Documents seized in Love Parade crush probe
German prosecutors investigating the Love Parade stampede that killed 19 people in Duisburg have seized the event organisers' documents.
The number injured in Saturday's disaster was put at 511 on Monday. None of the injuries were life-threatening.
It is still not clear how many people were at the scene when the crush happened, outside a tunnel at the entrance to the techno music festival.
Survivors said the site was too small for the vast crowds of music fans.
The 19 who died - 11 men and eight women - have been identified.
Eleven of the victims were German and the other eight came from Australia, Italy, the Netherlands, China, Bosnia and Spain. They ranged in age from 20 to 40.
Duisburg is planning a service of remembrance for them and a book of condolence has been opened.
Investigators are examining the security plans for the event, which could possibly lead to charges of negligent homicide.
No blame yet
The organiser of the festival has said there will be no more Love Parades.

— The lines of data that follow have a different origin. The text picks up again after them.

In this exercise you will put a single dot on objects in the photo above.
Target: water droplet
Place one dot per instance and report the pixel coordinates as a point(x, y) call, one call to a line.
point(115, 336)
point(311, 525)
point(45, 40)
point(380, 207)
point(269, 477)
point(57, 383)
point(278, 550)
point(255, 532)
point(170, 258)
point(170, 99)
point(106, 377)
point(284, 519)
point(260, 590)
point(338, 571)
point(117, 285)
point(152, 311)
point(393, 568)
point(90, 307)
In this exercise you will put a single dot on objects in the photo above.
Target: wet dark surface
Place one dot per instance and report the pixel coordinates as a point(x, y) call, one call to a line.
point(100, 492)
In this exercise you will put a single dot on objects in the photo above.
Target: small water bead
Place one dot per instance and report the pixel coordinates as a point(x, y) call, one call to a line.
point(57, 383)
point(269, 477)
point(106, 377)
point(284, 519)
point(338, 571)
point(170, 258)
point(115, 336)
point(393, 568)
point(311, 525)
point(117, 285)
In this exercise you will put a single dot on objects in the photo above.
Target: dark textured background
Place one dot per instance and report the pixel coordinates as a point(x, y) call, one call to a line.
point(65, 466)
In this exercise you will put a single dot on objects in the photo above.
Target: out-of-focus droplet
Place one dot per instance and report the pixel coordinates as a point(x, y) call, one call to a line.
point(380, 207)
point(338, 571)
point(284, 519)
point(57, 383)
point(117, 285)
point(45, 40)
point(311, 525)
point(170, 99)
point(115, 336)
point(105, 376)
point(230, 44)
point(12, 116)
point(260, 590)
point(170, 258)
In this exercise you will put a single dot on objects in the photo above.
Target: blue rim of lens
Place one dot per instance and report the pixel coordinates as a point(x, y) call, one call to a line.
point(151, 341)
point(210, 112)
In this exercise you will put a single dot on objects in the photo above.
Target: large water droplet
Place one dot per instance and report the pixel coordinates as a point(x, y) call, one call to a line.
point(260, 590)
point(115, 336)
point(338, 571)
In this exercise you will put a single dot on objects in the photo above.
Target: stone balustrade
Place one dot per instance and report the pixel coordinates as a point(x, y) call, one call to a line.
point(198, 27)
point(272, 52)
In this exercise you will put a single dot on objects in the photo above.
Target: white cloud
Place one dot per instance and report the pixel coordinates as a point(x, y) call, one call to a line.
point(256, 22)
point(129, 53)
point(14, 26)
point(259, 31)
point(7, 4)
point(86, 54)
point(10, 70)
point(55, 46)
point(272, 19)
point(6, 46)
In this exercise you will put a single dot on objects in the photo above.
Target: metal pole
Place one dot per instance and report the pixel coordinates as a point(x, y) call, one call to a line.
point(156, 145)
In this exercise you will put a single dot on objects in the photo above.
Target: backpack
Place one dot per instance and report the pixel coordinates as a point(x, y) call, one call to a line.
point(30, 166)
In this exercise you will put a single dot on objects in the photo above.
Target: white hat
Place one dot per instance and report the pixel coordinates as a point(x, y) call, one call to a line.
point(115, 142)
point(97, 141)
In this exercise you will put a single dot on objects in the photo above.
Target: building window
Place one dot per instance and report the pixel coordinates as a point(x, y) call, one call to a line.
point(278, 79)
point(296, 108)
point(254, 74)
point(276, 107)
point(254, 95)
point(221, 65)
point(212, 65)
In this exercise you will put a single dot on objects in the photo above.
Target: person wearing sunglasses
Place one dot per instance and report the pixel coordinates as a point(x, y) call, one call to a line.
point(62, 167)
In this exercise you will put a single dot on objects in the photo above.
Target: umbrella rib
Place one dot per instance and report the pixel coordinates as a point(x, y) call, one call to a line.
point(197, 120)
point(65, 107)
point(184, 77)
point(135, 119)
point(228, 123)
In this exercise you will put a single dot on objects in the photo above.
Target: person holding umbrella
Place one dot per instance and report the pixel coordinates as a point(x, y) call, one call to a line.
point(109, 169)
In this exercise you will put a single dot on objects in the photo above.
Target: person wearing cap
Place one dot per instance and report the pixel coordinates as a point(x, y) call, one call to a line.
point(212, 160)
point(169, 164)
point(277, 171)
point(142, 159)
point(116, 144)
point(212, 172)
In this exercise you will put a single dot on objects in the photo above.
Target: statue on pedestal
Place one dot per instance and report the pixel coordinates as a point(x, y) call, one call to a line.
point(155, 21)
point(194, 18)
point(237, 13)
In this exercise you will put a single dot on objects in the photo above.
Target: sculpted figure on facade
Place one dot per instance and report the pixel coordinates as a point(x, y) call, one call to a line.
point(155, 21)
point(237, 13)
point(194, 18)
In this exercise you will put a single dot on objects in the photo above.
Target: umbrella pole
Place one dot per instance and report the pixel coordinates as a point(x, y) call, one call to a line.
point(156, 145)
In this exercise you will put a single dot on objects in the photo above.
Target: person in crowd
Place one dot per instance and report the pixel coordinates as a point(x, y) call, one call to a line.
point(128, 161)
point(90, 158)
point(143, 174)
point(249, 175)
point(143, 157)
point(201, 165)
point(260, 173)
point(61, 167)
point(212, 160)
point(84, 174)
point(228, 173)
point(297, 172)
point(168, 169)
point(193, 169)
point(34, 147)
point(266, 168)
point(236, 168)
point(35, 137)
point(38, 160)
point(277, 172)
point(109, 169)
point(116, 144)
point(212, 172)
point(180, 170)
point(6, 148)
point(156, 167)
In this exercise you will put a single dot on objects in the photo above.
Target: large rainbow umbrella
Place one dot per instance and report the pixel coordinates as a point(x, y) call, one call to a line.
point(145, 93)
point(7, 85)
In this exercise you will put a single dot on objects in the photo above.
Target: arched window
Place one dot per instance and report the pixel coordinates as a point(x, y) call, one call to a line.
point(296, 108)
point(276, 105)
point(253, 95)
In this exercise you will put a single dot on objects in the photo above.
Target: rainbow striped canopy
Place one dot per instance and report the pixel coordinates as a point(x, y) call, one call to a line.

Duisburg Mayor Adolf Sauerland said that although the question of why the disaster had happened was "absolutely justified and must be answered", he insisted that until the investigation was complete, any apportioning of guilt would be "out of order".
The BBC Berlin correspondent Tristana Moore says critics argued that the organisers and police were not prepared for such huge numbers of visitors and the site itself - an old railway yard - was too small and completely unsuitable.
German media said the festival had drawn about 1.4 million people.
However, the number has been contested. A local official in charge of the emergency response, Wolfgang Rabe, said the site "can hold 300,000 people and it was at no time full".
Police said that no-one had died inside the tunnel.
Deputy police chief Detlef von Schmeling said: "Fourteen people died on the metal steps leading away from the tunnel, two on a wall outside the tunnel."
Police had reportedly closed the exit to the tunnel and were telling those trying to get in to turn around when panic broke out, although the exact circumstances of the stampede are still not clear.
German Chancellor Angela Merkel demanded an "intensive" investigation, saying she was "appalled" by the tragedy.
Festival organiser Rainer Schaller appeared with officials at a news conference in Duisburg on Sunday.
He said: "The Love Parade has always been a joyful and peaceful party, but in future would always be overshadowed by yesterday's events.
"Out of respect for the victims, their families and friends, we are going to discontinue the event in the future, and that means the end of the Love Parade."